Dortmunder looked at Kelp. “A vet?”

“It’s all I could find,” Kelp insisted. “You go look.”

“No,” Dortmunder said. “It’s okay. Stan, you and your Mom ride up front. The rest of us’ll get in back. And Stan?”

“Mm?”

“Just get us to the city, okay?”

“Sure,” Murch said. “Why not?”

Kelp opened the rear doors of the van, and they started to climb in. Wistfully May said, “And we were going back in a Country Squire. I was really looking forward to that.”

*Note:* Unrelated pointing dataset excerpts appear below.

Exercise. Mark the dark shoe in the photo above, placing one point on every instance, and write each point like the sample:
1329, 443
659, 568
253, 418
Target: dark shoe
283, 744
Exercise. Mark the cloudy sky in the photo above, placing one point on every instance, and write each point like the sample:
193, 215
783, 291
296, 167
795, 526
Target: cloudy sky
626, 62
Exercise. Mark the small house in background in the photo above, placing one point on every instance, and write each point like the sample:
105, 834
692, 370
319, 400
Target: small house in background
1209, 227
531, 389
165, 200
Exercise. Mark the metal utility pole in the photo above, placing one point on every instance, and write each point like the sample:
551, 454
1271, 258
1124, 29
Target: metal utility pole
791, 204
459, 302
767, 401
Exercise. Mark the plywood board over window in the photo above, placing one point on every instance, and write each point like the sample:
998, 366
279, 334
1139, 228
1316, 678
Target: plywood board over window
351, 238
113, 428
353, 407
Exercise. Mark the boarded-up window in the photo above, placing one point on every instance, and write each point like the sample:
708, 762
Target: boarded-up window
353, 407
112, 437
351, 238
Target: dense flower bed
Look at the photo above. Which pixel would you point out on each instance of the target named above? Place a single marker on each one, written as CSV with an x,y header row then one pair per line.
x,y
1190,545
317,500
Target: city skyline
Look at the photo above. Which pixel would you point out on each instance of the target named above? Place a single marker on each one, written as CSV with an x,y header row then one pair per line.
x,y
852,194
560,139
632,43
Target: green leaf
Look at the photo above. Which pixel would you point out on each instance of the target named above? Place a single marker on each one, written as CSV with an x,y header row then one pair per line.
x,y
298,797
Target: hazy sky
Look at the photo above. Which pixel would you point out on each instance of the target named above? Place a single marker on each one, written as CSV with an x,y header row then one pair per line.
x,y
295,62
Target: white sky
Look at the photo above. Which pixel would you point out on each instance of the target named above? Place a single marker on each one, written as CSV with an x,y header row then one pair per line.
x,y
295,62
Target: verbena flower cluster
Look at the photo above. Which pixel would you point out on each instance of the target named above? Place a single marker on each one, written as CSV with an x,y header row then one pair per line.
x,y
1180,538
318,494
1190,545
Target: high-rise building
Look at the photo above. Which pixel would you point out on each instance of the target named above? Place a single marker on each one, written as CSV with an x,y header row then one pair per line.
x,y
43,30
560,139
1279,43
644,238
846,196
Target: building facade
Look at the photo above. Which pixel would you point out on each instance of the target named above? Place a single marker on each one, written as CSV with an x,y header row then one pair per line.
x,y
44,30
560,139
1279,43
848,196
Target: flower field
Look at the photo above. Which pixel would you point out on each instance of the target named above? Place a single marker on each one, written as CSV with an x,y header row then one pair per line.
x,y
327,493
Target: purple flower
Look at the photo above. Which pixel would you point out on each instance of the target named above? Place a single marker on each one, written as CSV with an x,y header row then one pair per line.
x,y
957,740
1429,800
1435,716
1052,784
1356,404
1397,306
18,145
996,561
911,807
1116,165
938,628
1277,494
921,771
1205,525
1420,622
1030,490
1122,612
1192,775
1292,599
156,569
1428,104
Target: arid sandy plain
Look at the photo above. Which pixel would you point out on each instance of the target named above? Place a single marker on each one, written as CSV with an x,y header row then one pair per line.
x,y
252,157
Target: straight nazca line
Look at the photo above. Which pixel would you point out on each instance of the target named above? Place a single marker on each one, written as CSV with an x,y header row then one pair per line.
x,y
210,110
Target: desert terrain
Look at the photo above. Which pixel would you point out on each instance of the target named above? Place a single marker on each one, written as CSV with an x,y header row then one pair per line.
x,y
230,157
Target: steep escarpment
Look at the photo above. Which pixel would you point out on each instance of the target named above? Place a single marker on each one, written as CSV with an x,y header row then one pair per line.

Most of the interior was taken up by a large cage. They had to get into the cage, there being no place else to sit down, and try to get comfortable on the crisscross metal bars of the cage floor. Jimmy sat on his Air France bag, May sat on the suitcase, and Kelp tried sitting on the TV set. When that didn’t work he tried the hibachi, which also didn’t work. Dortmunder, past caring, simply sat down on the floor.

Murch turned and called, “All set back there?”

“Just wonderful,” May said.

Murch started them forward. The drive wasn’t as bumpy as it might have been.

“Andy,” Dortmunder said.

“Uh huh?”

“The next time you have an idea,” Dortmunder said, “if you come to me with it, I’ll bite your nose off.”

“Now what?” Kelp was aggrieved again. “Doggone it, this thing’s working out isn’t it? We’re making thirty thousand apiece out of it, aren’t we?”

“I’m just saying,” Dortmunder said.

“I don’t see how you can complain.”

“I’m complaining anyway,” Dortmunder said. “And I’m also warning you.”

“Boy. Some people are just never satisfied.” May said, “What’s that smell?”

“Dog,” Jimmy said.

“Sick dog,” Dortmunder said.

“I suppose that’s my fault, too,” Kelp said. Nobody said anything.